We don’t really see the FMC’s work, although they do have many legal aid programs at their offices, and care services for mothers and children. But, these aren’t publicized and the work at their base (where they have a nominal organization at every CDR) is almost non-existent, it doesn’t work, and they just use it to receive funding and deal with bureaucracy up to a national level.

They don’t even have meetings, nor do their members join of their own accord. Women are automatically signed up when they reach 14 years of age, and if you don’t want to belong to them then you have to go to the organization and ask them to take your name off. And, it should be the complete opposite, but the aim is to make women afraid of taking this step and so they remain enlisted.

There isn’t a coordinated effort between the Ministry of Labor and Social Security’s Social Work office and the FMC to tackle domestic violence, gender-related violence and child abuse. And if it does exist, we don’t see it. There aren’t female police officers with specialist training on how to deal with gender-related or domestic violence at police stations, who would really be able to help women who come to file reports.

Machismo is rife amongt the police, as they pressure women to not file a complaint against their perpetrators and subject them to interrogations, questioning them and, in most cases, blaming them or saying they deserve it. Nobody calls the FMC when there is an accusation that involves a victim of domestic abuse, they don’t even know about it. They aren’t connected in this way.

Lastly, global feminism is now in its third “Wave” of claiming women’s rights, which have more to do with sexual rights and gender. There is a revolution against how some men abuse their power, as part of this machista and sexist culture we live, and the consequent sexual violence against women.

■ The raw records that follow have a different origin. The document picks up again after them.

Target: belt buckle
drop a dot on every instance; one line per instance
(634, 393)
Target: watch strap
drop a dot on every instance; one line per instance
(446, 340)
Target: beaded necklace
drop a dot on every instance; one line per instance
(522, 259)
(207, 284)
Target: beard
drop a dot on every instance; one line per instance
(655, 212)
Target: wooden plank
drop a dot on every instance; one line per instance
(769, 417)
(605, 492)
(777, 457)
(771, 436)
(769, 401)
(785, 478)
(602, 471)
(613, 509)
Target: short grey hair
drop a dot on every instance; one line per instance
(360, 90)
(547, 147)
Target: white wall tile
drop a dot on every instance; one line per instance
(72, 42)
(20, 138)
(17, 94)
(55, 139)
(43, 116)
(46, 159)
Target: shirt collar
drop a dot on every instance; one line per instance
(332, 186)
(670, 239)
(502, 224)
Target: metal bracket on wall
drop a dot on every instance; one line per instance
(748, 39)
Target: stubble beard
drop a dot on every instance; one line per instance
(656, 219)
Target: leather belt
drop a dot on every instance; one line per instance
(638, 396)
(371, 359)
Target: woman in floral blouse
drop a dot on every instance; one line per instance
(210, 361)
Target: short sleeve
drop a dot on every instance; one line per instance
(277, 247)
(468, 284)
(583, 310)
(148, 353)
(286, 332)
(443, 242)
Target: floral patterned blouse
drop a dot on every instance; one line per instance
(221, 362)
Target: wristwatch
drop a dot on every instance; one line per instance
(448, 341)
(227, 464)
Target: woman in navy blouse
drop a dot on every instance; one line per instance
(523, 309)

For those of you who don’t know the essence of this organization, it’s striking to note that the FMC hasn’t joined these activist movements. As Cuba is an extremely machista country and knowing that it is a big problem in our society. I’m sure they aren’t allowed to encourage women to denounce the sexist behavior of thousands of political leaders and companies, who are members of the Communist Party because first, the Revolution’s reputation needs to remain spotless, justice comes second.

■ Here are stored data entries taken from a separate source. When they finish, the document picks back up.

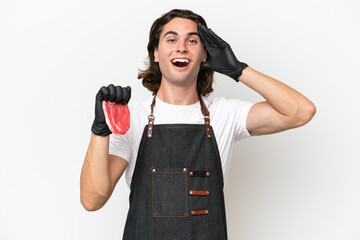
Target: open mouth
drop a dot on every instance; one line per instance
(180, 62)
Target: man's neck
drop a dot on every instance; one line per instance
(177, 94)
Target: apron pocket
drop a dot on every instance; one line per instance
(170, 192)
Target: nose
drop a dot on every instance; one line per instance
(181, 47)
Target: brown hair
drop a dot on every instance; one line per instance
(152, 75)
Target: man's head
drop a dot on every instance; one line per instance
(180, 27)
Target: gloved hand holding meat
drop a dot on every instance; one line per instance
(220, 56)
(112, 114)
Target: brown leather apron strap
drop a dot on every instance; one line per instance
(204, 110)
(151, 118)
(206, 114)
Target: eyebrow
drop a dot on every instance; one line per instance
(175, 33)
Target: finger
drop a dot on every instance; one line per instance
(202, 30)
(129, 90)
(103, 93)
(119, 94)
(112, 92)
(218, 40)
(126, 96)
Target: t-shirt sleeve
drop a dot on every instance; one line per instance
(120, 145)
(241, 113)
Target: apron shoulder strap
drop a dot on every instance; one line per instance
(204, 111)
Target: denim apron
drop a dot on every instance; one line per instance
(177, 185)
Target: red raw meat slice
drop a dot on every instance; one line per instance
(117, 117)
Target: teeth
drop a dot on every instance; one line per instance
(180, 60)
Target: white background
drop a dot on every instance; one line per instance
(54, 56)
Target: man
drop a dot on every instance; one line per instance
(178, 147)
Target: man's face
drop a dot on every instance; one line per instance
(180, 52)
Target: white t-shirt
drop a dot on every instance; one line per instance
(227, 118)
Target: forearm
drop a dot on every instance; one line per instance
(95, 184)
(281, 97)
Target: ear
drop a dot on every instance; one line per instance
(205, 56)
(156, 55)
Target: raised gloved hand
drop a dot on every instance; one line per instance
(220, 57)
(113, 94)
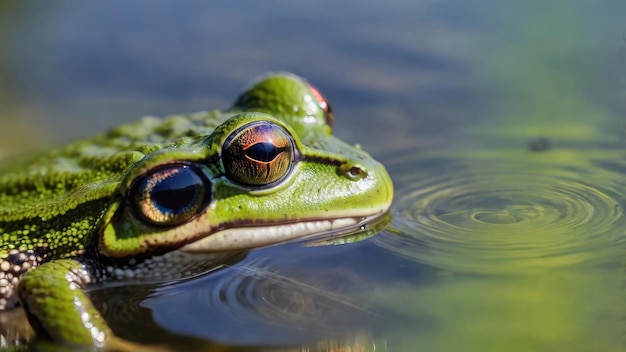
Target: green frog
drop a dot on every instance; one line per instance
(156, 198)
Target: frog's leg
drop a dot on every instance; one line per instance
(58, 308)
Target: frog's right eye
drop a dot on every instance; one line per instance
(170, 195)
(258, 154)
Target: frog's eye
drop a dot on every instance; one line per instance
(170, 195)
(324, 104)
(258, 154)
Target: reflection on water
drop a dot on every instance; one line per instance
(499, 214)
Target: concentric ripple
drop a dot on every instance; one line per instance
(486, 216)
(273, 304)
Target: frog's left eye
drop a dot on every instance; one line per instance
(258, 154)
(170, 195)
(324, 104)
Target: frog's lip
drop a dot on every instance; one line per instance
(259, 236)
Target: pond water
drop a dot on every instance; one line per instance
(501, 124)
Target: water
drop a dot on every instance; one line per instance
(501, 124)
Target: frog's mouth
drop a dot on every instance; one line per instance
(264, 235)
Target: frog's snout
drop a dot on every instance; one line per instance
(352, 171)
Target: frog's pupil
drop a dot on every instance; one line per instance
(176, 192)
(263, 151)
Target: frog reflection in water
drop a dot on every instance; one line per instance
(153, 199)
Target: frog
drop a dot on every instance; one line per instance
(164, 198)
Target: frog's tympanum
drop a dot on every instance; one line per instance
(152, 199)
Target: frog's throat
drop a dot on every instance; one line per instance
(258, 236)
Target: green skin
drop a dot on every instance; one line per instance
(70, 218)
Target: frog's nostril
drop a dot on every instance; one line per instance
(353, 172)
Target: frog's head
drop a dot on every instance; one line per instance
(254, 181)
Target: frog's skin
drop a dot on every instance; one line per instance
(150, 200)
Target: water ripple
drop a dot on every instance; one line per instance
(502, 216)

And I will only graze the subject of prostitution, which is being debated today by feminist movements, which doesn’t only have one point of view, like the Cuban government and FMC continue to assume. It is different in every social context and forms a part of the feminist struggle and takes a rights-based approach.

What we can expect from a FMC Congress then?

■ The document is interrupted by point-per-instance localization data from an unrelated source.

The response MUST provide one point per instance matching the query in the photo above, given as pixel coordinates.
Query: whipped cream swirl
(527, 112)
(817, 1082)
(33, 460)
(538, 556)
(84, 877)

  1. Commitment to the system’s continuity.
  2. Backing for the Constitution.
  3. Praise for the achievements made since 1990, which have declined, but with well-rounded statistics to feign that people are much better off.
  4. A report that proves (virtually) that Cuban women are better off and are protagonists in society.
  5. A declaration of support for Maduro’s regime in Venezuela and Ortega’s in Nicaragua, ignoring the fact that the latter is a step-father who sexually abused his step-daughter for many years, when she was a child and teenager.

Thus, it will be a hypocritical congress and completely out of sync with the reality of our women. Their real problems today won’t be set out, if not superficially. It won’t contribute towards anything or resolve anything either. Not even Cuban women, in their diversity, will feel represented or encouraged by that meeting. It’s just another event, far from what Cuba really needs.

Osmel Ramirez

I'm from Mayari, a little village in Holguín. I was born on the same day that the Vietnam War ended on April 30, 1975. A good omen, since I identify myself as a pacifist. I am a biologist but I am passionate about politics, history and political philosophy. Writing about these topics, I got to journalism, precisely here on Havana Times. I consider myself a democratic socialist and my main motivation is to try to be useful to the positive change that Cuba needs.